Alice Miller wrote, “Wherever I look I see signs of the commandment to honour one’s parents and nowhere of a commandment that calls for the respect of the child. I grew up with religious beliefs, and while having nothing against the core of religion, I find such a commandment disregarding of the child’s emotional needs, which we now know requires much more nurturing than that of the parent. 

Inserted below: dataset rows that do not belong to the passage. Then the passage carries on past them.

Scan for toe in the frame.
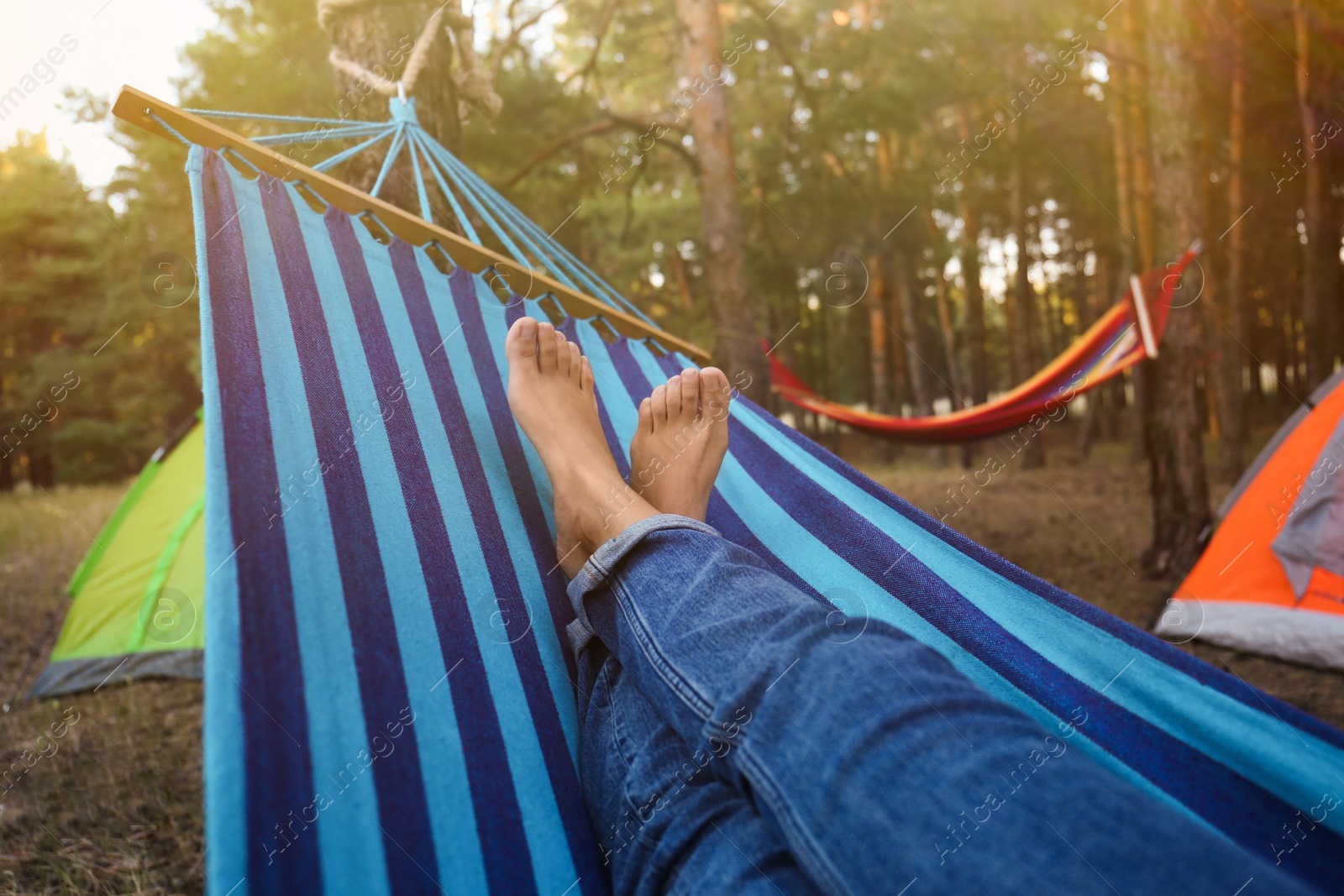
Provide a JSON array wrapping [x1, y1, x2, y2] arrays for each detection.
[[701, 367, 731, 421], [536, 321, 556, 374], [504, 317, 536, 367], [580, 356, 596, 401], [555, 331, 570, 376], [569, 343, 583, 380], [681, 367, 701, 417], [667, 374, 681, 421], [649, 385, 668, 430]]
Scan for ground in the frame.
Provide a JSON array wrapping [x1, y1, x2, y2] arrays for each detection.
[[0, 439, 1344, 894]]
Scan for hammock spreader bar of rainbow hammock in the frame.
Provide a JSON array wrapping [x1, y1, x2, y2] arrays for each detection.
[[769, 244, 1199, 442]]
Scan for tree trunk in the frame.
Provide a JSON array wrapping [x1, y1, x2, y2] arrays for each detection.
[[1218, 18, 1246, 482], [1293, 0, 1339, 395], [1078, 254, 1110, 461], [331, 3, 461, 207], [957, 106, 990, 405], [1121, 3, 1154, 469], [676, 0, 770, 405], [895, 257, 932, 417], [1008, 157, 1046, 469], [925, 207, 965, 411], [961, 198, 990, 405], [869, 253, 891, 414], [1144, 0, 1210, 576]]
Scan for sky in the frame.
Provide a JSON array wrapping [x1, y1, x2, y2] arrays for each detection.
[[0, 0, 215, 186]]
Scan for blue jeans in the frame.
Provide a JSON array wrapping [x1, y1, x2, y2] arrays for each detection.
[[569, 516, 1310, 896]]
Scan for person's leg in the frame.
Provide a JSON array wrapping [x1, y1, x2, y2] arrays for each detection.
[[506, 318, 1306, 893], [508, 318, 816, 896], [570, 516, 1308, 893], [580, 641, 817, 896]]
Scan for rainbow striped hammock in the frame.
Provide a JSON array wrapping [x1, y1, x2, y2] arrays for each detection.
[[762, 254, 1199, 442], [173, 127, 1344, 896]]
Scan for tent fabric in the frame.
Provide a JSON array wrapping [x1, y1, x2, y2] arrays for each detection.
[[762, 254, 1198, 442], [1156, 371, 1344, 669], [29, 418, 206, 697], [188, 146, 1344, 896]]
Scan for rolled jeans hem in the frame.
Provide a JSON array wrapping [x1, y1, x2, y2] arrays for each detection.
[[567, 513, 719, 656]]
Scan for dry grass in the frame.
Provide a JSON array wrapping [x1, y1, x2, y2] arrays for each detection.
[[842, 430, 1344, 728], [0, 486, 203, 894], [0, 432, 1344, 894]]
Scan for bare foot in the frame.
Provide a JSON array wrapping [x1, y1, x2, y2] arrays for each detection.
[[630, 367, 728, 522], [504, 317, 657, 579]]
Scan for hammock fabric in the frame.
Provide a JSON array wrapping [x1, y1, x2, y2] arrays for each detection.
[[762, 247, 1199, 442], [188, 146, 1344, 896]]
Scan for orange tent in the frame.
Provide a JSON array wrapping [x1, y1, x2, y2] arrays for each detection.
[[1154, 371, 1344, 669]]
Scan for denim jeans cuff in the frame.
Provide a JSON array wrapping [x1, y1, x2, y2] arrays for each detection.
[[567, 513, 719, 642]]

As I write this, I am facing the most challenging internal emotional conflict in my life. I am faced with disdain for my father who, by today’s standards, was/is physically, emotionally, and mentally abusive. The consequences will last a lifetime for me. Yet, I feel love for him for bringing me into this world, offering me food and shelter. To the world he is this funny, caring, strong willed, generous man. To me he is all that and at the same time the man that made me pee myself from fear simply by raising his voice in rage, which was too much to process for a young boy at that time. The same man that told me in a booming voice and with a hand beating my backside to “shut up and stop crying”. The list goes on and on. I am spending so much of my life’s energy trying to heal and undo many of the adverse childhood effects. Many adults/kids never live to get this chance sadly. Many cannot let go of the guilt and shame because unfortunately when we are mistreated as kids our natural instinct is to believe that it is our fault. For me, my low self-esteem, the coping mechanism of people pleasing, the feeling of being invisible, the ever-present fear, the life limiting shame, the guilt, the lying, the cheating, the hurting of others -I can all connect back to my childhood trauma and unmet needs.

As far as I could remember, the feeling of sadness and anger haunted me. It had to be me, right? Who else could I be angry with? These are my feelings and so they must reflect the kind of person I am. But I now know it’s not true. I was angry at my dad. I still am. And this admittance and acceptance I now know is part of the healing I must go through. I tried for too long to cover the pain with forgiveness, compassion, and love, but when we deny our anger and shame it only grows quietly in our body and will often show how much so in other significant moments of life. To heal a feeling, we have to feel a feeling. And I now know it’s okay to be angry with our parents. We can say it, feel it and not have to be ashamed of it. 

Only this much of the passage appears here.